St Martin by Looe was the mother church of the town of East Looe. By the 1800s East Looe had long been hived off, leaving St Martin as a small rural parish in east Cornwall, where farming employed almost 90 per cent of its men.

Only two of the five St Martin by Looe children in the database have been traced into their 40s. The first was Thomas Hill Roseveare, son of William Roseveare, a farmer at Treveria in the parish. However, Thomas left the farm in his teens to be apprenticed as a millwright at the Roseland saw mills in Menheniot. His father then also gave up farming in the 1870s, taking his family, including Thomas, to Barrow in Furness in north-west England. William became a railway porter, while Thomas used his training to find work as a millwright and then a fitter. Meanwhile, two brothers got jobs as coach and wagon builders. The family’s transition from agriculture to manufacturing and industry was complete.
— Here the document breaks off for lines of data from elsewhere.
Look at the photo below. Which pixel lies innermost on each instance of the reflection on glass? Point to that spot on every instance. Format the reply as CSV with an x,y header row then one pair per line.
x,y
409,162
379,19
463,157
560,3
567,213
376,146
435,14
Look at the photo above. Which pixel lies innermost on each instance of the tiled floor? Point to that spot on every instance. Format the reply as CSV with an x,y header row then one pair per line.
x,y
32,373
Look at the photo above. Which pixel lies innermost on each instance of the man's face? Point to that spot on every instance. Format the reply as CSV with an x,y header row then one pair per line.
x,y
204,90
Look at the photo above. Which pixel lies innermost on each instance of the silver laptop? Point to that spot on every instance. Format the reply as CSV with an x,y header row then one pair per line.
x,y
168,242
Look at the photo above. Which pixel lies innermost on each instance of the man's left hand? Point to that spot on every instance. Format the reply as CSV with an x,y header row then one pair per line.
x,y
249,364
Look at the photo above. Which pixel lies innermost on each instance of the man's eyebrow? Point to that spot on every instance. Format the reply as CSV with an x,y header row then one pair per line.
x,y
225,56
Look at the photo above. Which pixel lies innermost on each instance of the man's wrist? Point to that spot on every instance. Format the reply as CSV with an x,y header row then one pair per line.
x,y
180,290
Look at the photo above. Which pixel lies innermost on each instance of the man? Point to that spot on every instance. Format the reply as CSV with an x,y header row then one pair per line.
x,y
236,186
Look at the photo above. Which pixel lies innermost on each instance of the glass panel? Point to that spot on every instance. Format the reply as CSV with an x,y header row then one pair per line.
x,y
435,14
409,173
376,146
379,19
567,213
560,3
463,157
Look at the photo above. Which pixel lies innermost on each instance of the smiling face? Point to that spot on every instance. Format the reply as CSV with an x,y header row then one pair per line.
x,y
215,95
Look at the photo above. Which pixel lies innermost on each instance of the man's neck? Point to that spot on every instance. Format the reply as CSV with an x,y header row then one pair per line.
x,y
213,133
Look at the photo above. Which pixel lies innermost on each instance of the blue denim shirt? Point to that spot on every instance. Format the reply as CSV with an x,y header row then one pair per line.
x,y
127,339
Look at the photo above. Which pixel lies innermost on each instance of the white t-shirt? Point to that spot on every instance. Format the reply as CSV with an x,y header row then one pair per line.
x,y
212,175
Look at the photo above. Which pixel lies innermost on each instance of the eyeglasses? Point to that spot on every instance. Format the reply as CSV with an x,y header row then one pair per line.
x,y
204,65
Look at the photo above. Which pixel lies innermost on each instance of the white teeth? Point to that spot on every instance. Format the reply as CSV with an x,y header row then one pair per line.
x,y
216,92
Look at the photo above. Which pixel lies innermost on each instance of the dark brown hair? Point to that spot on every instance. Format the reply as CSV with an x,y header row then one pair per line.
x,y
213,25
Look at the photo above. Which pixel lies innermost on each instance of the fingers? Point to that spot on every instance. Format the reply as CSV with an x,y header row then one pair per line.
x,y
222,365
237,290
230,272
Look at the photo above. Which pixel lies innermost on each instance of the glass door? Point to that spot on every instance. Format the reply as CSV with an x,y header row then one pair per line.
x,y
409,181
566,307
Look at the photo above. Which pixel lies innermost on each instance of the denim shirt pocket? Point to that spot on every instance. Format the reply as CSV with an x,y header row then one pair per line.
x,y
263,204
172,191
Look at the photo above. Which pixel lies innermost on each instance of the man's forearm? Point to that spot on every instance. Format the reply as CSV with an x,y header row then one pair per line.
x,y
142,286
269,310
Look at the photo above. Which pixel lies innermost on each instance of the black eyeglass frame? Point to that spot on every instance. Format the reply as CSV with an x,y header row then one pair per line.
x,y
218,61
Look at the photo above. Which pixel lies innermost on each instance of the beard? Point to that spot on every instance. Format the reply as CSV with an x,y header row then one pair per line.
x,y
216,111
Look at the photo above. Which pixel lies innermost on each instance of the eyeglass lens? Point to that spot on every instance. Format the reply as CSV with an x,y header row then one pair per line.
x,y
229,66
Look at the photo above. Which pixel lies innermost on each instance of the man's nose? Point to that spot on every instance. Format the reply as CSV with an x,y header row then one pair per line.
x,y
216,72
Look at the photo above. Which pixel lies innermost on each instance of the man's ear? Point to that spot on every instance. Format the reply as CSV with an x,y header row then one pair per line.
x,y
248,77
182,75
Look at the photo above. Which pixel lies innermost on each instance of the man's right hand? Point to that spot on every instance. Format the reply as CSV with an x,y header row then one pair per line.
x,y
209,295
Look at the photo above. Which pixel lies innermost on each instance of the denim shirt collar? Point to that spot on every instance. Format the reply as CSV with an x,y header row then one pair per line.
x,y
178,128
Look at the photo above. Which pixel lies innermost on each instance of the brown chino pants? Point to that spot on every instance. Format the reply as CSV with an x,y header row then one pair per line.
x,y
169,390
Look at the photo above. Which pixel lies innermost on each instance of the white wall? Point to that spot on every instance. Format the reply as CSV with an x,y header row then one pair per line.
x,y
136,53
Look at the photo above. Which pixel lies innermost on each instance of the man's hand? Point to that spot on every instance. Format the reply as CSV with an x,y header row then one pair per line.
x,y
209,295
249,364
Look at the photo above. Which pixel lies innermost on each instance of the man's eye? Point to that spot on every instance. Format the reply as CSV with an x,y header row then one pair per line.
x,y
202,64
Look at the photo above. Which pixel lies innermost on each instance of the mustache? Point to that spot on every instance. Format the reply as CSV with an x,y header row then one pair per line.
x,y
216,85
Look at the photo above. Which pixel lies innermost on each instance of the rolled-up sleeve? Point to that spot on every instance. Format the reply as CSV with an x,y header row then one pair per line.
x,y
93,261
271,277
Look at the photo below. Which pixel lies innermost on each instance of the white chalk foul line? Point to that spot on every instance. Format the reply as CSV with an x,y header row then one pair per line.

Not that agriculture was suffering too badly in south-east Cornwall when compared to the rest of Britain. The Royal Commission on Agriculture of 1882 was a response to the growing cries from landlords and farmers alarmed by the fall in grain prices triggered by the import of cheap grain. Yet it found that farms in this neighbourhood were doing relatively well with little sign of crisis. Bankruptcies were only five per cent higher than the mid-century average and there had been no distraints for non-payment of rent (although rents had generally been reduced by 10 to 20 per cent). In addition, none of the farms in the district, normally let on 14 year leases, remained unlet.
The second St Martin by Looe case was Elizabeth Jane Cook. Her father Richard farmed 65 acres of land among the steep hills and valleys near the coast. Elizabeth, like three of her sisters, remained unmarried into middle age helping her parents on the farm.